A negative or partial response is clinically informative. It redirects the diagnostic evaluation toward other pain generators — most commonly disc pathology, nerve root compression, or sacroiliac joint dysfunction — each of which has its own targeted non-surgical treatment pathway. A negative facet block does not mean surgery is the only option; it means the investigation continues.


Sources & Further Reading

  1. Manchikanti L, et al. “Effectiveness of Therapeutic Medial Branch Facet Joint Nerve Blocks in Managing Lumbar Facet Joint Pain.” Pain Physician, 2012;15(6):E681-E696.
  2. Cohen SP, Raja SN. “Pathogenesis, Diagnosis, and Treatment of Lumbar Zygapophysial (Facet) Joint Pain.” Anesthesiology, 2007;106(3):591-614.

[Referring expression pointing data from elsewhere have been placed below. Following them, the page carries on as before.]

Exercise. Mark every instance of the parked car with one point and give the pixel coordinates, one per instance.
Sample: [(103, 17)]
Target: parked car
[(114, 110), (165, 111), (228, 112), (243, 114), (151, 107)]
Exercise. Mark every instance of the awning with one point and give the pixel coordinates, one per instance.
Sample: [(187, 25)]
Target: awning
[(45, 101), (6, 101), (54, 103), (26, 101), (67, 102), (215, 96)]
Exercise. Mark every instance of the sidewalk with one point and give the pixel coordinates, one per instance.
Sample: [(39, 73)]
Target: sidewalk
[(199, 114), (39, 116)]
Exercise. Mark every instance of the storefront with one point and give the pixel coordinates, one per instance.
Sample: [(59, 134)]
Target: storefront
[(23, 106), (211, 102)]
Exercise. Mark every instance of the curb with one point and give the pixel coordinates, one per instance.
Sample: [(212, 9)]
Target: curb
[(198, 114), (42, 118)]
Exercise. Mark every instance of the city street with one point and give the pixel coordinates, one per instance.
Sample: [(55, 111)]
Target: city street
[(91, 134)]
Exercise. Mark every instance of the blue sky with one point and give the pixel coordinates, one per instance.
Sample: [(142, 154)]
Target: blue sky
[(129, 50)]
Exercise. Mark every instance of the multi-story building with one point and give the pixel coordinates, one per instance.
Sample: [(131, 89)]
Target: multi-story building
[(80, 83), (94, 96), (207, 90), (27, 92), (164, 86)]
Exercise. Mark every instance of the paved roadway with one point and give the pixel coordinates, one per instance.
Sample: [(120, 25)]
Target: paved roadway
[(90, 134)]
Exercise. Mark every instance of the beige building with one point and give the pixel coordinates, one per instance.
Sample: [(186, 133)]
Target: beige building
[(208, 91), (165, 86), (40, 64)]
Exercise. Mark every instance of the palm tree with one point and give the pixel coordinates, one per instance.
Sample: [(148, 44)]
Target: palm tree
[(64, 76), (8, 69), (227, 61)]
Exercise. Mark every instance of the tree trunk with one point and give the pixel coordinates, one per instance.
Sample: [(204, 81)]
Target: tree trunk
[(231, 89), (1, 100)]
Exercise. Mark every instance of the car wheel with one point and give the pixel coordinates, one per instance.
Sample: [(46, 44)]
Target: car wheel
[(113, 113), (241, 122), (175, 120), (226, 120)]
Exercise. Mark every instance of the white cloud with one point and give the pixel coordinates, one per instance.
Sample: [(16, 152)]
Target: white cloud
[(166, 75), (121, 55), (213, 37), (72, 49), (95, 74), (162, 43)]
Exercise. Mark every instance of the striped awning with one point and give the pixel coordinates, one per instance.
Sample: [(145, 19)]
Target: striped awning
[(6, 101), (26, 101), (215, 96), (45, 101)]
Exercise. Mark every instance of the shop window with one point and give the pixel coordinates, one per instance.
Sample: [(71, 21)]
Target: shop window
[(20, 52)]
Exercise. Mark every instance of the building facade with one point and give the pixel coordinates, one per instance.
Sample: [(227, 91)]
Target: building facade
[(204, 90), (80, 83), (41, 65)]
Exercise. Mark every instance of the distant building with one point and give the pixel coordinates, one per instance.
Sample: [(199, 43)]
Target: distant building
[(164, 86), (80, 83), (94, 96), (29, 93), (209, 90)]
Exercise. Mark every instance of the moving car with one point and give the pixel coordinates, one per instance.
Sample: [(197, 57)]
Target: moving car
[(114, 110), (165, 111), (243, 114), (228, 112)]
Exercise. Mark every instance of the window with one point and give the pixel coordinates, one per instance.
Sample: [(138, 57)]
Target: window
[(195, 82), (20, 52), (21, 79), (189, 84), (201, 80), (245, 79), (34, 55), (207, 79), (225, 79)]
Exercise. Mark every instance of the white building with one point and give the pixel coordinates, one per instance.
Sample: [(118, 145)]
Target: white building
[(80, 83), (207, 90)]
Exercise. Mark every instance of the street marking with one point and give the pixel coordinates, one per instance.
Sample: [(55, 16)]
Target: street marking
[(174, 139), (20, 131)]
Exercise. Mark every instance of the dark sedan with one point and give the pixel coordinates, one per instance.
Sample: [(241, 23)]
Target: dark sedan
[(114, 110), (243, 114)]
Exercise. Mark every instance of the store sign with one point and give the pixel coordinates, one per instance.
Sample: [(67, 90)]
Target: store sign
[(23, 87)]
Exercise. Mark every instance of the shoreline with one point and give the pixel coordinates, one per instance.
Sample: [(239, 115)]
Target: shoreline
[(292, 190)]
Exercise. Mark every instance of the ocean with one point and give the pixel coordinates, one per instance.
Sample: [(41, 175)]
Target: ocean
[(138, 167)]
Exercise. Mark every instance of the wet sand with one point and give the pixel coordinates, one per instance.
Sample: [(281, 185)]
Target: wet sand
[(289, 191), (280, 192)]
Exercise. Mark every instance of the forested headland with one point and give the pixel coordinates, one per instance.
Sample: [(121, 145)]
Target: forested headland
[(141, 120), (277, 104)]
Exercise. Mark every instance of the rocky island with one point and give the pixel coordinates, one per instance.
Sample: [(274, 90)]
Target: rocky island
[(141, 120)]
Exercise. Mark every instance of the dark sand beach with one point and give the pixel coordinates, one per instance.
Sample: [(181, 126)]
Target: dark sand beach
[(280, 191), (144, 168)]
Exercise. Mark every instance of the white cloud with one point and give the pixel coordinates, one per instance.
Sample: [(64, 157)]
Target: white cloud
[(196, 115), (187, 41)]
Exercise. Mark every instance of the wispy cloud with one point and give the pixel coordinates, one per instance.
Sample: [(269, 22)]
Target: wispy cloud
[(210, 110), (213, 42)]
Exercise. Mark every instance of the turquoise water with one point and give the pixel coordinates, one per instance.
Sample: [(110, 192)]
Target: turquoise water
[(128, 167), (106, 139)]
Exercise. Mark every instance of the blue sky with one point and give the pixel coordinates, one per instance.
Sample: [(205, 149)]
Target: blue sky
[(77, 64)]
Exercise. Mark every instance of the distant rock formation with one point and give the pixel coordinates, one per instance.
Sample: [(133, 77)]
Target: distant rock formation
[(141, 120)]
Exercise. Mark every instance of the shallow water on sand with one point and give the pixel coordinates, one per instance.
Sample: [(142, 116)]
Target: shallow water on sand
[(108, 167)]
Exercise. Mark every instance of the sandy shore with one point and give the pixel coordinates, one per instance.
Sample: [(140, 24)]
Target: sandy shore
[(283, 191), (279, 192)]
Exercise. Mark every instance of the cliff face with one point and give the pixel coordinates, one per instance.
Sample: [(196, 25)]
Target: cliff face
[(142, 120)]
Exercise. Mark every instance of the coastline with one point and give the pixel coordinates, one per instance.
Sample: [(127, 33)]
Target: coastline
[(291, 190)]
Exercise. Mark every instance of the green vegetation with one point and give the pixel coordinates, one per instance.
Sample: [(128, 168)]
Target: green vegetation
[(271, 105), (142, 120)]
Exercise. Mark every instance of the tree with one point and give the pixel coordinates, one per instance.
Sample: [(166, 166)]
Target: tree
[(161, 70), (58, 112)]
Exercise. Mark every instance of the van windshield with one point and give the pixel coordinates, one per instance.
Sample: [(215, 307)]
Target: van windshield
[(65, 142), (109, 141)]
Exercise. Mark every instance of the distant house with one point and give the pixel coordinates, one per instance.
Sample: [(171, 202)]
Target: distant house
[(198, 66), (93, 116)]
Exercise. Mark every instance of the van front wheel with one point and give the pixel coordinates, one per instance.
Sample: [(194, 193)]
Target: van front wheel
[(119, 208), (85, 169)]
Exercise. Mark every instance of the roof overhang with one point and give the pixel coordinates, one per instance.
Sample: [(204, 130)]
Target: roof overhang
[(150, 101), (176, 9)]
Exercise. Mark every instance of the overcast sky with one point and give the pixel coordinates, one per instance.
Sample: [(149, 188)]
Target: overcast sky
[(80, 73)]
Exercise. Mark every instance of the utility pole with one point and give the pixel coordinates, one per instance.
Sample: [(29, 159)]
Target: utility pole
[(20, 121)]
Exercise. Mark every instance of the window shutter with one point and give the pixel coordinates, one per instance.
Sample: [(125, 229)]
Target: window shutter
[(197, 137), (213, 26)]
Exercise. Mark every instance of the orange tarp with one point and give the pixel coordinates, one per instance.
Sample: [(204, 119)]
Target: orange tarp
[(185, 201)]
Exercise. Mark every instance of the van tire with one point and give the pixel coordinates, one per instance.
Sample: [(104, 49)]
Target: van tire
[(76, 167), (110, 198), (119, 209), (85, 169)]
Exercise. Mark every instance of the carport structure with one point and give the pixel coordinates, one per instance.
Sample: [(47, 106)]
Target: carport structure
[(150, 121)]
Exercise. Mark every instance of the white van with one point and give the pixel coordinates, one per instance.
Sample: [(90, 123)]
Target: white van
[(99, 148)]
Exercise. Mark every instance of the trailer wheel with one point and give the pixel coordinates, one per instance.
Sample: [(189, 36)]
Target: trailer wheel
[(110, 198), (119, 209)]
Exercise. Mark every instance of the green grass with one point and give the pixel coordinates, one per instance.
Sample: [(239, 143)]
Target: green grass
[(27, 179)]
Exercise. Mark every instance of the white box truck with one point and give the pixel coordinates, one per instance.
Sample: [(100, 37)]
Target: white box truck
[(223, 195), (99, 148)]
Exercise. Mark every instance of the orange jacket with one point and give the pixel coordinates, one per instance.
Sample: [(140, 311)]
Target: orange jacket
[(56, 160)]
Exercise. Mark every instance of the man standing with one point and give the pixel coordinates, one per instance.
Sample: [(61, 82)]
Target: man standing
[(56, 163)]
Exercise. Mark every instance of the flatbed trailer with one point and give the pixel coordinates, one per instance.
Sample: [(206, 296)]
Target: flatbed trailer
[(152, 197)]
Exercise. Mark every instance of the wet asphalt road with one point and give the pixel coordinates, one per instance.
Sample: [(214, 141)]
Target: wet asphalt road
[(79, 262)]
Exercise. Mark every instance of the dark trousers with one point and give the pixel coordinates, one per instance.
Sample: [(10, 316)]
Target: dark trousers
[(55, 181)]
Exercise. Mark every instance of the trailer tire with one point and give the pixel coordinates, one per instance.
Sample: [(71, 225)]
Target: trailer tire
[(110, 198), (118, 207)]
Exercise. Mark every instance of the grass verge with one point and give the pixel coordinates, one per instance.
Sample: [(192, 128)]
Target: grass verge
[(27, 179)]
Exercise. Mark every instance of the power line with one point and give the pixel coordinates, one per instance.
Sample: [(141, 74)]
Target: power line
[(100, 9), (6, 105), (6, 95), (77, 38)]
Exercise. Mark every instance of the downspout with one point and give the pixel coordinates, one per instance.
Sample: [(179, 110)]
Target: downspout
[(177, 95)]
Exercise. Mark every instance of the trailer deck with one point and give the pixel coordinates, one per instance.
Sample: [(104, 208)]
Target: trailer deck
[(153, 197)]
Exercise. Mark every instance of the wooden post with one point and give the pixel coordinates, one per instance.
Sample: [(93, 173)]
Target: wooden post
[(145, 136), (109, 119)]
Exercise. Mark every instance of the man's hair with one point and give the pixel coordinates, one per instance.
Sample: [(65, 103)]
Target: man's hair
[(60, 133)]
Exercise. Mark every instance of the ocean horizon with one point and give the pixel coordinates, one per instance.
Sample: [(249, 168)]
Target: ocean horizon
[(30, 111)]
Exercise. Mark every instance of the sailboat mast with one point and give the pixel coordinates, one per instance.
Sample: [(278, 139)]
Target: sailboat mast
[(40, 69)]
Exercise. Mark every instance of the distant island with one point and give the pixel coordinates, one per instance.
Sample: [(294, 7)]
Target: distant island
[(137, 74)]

  3. Bogduk N, Dreyfuss P, Govind J. “A narrative review of lumbar medial branch neurotomy for the treatment of back pain.” Pain Medicine, 2009;10(6):1035-1045.
  4. American Academy of Family Physicians. “Epidural Corticosteroid Injections for Radiculopathy and Spinal Stenosis: A Systematic Review and Meta-analysis.” Annals of Internal Medicine, 2015;163(5):373-381.
  5. Rathmell JP. “A 50-Year-Old Man With Chronic Low Back Pain.” JAMA, 2008;299(17):2066-2077.
  6. National Institute of Neurological Disorders and Stroke. “Low Back Pain Fact Sheet.” National Institutes of Health, 2023.